For us, job portals didn’t work well.

2.Interview process

We do 3 different interviews to technical people:

  • First contact — Screening: We have a talk over the phone about previous experience of the applicant, we give a company and a product overview and we talk about the details of the job. If after this it looks like it’s could work, we pass to next phase.
  • Second contact — Technical Interview(s): We normally ask people to pass by the office in order to have a session about technology, if it is not possible we keep going with Hangouts or Skype. This meeting is done by a person that will potentially work with the guy that is being interviewed. Technical sessions are about discovering how the applicant thinks and approaches some particular technical challenges (How a cache works and how you would implement it?, how would you import 1 million points in the database?, …). With designers, we normally ask for a challenge to be solved using just paper and pencils or in the white board, although after that they can go as far as they want. We often do this exercise 2 times with 2 different interviewers. After doing so, we share our conclusions in a Google doc or in Slack.
  • Third contact — Culture: We have a pretty strong company culture. We believe company culture is key for the company success. Even if someone is the best developer / designer in the world, not fitting in our company culture is a blocker. This interview is usually the last one of the process and it has to be done by one of the persons in the Executive Board, not matter which department he manages. This is the point that most people don’t pass.

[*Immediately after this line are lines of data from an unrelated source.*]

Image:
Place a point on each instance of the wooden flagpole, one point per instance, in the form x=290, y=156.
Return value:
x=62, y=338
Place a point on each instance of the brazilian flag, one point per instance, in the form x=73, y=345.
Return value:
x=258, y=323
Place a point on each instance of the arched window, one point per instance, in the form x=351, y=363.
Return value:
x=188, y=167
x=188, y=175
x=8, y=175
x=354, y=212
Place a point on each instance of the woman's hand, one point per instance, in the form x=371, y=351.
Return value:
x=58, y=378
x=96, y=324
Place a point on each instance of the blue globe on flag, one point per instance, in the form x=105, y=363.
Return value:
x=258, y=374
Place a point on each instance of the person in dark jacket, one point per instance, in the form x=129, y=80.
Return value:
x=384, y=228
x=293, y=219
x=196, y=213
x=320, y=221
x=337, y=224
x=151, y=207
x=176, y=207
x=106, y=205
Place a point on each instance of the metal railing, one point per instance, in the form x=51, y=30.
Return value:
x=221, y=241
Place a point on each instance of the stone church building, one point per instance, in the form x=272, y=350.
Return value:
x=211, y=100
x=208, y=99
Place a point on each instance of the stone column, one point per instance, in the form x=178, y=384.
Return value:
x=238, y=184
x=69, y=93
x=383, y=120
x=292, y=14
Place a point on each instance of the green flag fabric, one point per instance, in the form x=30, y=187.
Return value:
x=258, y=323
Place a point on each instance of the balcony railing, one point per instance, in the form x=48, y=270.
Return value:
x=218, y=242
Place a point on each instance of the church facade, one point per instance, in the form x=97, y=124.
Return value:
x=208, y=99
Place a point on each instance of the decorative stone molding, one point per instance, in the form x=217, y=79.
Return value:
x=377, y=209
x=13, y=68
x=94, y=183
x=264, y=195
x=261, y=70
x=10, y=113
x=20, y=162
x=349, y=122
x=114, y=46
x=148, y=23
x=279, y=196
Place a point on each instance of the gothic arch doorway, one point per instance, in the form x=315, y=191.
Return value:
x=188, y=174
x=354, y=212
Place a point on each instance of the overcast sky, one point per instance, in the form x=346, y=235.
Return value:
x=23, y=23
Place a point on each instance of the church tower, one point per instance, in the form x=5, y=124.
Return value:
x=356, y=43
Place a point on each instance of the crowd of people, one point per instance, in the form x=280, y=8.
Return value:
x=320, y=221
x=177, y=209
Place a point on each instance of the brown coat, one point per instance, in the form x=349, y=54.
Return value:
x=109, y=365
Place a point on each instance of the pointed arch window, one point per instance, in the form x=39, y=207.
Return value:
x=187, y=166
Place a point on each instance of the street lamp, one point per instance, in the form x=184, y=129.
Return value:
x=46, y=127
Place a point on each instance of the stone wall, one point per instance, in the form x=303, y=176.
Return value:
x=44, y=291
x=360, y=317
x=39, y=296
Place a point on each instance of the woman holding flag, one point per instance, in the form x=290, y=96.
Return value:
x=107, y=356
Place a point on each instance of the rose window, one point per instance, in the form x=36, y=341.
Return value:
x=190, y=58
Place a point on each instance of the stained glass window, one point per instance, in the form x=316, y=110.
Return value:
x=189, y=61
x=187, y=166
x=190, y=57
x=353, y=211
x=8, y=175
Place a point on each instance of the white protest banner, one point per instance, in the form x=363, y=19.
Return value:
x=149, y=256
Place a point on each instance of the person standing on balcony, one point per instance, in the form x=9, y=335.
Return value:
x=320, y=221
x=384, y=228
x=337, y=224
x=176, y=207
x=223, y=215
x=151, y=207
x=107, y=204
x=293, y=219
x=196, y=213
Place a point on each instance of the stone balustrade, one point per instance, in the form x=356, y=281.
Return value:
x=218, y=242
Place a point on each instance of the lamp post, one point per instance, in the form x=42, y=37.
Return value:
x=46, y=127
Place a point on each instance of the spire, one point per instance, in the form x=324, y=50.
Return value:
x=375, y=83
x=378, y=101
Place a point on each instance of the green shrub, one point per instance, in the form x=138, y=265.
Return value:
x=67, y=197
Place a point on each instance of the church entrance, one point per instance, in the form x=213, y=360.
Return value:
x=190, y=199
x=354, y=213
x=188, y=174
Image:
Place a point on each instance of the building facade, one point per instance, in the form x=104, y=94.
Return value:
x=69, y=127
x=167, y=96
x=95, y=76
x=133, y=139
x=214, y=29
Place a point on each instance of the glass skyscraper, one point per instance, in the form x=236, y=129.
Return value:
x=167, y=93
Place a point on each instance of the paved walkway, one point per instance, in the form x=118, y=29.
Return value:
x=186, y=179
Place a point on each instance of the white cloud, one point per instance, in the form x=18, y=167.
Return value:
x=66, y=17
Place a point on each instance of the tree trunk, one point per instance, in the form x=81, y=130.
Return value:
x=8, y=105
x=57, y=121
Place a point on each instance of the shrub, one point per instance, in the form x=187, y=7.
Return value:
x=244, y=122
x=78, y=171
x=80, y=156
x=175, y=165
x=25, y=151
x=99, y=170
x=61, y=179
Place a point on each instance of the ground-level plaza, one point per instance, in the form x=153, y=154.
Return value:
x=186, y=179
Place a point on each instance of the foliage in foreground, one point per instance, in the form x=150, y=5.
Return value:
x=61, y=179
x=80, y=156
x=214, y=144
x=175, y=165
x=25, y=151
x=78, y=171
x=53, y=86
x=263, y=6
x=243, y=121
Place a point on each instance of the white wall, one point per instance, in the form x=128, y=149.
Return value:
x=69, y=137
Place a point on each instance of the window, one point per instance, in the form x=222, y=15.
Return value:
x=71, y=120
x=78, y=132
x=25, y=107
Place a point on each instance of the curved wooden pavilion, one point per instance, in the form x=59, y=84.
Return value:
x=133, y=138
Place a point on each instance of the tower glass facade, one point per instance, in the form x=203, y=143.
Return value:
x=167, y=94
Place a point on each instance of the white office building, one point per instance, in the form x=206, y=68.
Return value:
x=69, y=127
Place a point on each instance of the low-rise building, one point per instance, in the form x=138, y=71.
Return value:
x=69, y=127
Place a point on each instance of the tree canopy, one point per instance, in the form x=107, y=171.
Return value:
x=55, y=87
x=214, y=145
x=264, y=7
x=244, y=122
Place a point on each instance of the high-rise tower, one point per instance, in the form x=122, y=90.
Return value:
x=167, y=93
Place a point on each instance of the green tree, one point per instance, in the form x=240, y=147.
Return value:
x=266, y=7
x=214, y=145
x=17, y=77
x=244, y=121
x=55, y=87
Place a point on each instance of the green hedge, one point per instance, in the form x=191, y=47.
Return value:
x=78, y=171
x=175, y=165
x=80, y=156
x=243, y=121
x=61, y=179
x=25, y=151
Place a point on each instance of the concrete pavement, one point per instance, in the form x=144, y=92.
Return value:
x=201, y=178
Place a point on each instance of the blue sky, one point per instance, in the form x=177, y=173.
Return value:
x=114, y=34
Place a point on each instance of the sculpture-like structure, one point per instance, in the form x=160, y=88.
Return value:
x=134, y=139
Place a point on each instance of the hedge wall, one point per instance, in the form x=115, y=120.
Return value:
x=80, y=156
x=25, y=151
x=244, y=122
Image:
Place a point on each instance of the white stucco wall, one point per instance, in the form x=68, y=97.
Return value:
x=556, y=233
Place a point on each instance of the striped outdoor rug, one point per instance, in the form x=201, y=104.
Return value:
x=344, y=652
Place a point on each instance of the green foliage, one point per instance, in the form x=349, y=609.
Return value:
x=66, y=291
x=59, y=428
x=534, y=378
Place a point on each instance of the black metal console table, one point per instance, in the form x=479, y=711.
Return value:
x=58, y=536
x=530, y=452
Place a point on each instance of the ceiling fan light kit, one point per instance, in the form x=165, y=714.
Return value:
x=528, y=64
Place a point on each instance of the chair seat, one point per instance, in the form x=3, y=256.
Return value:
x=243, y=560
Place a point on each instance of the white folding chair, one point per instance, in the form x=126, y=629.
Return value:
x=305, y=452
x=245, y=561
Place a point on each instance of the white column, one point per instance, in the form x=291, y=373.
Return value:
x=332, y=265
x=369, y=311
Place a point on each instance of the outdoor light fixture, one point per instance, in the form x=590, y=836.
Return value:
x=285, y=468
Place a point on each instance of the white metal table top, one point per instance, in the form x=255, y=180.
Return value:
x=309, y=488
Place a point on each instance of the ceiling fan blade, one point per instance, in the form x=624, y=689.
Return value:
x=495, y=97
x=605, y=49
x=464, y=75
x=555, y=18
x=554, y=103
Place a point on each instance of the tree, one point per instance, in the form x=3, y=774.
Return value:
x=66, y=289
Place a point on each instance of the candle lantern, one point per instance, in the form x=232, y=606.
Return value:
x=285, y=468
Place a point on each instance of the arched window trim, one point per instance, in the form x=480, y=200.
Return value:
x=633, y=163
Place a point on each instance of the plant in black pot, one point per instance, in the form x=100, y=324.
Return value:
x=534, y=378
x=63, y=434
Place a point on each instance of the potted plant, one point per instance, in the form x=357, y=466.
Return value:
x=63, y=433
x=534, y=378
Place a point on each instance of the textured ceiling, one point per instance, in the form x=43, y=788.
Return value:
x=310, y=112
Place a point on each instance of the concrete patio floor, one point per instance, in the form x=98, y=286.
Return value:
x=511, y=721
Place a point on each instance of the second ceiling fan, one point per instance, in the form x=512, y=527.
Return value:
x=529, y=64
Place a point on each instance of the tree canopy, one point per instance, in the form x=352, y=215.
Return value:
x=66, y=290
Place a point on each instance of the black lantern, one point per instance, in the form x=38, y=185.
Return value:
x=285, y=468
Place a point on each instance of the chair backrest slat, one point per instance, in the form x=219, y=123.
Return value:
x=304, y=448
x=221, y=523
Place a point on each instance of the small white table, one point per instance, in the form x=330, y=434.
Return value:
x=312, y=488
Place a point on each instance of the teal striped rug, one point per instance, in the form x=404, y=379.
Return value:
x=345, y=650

Company Culture Interview is the one that most people don’t pass.

  • Fourth contact — Trial period: We love to be opportunistic when hiring. We cannot say no to some people that come to talk to us, that fit on the company and that we would love to hire just because we don’t have that hiring process on the roadmap. When this happens, we normally propose a paid trial period of 2 to 3 weeks. So far it has worked great.

3.On-boarding

Hiring doesn’t make any sense if you don’t have a proper on-boarding process designed to be applied when a new person joins the company. We created a github wiki for the first day. It goes from who you should ask for your email account to the way we use slack for communicating internally.
We also have a document that specifies the budget that each person has for buying their laptop, screen, etc… so anybody in the company can decide how they work. Of course we always try to recycle the computers and the screens that we have around. To help during the on-boarding process we assign a buddy who takes care of everything the new person needs during the first 5 days.

4.Perks

We think perks have to be just that, perks. We believe that the best perks are those that let you to work in the best way you can imagine. We don’t have fixed working hours, people can work remotely whenever they want (we tend to think that people comes to the office because they see value on that), we have a company house in Madrid so remote employees can come and spend some time in the City. Optionality is the best thing you can give to someone.

5.Extra ball: Why didn’t you hire a HR person?

Although we wanted to, we just didn’t succeed. We didn’t find a great fit for the company and we couldn’t wait any longer to ramp up the hiring processes, so we went for it. Then we realised that the process was working great so we didn’t stop!

Hiring is such a key thing when growing and the biggest opportunity to meet awesome people that will potentially share the journey with you. Devote some time for it.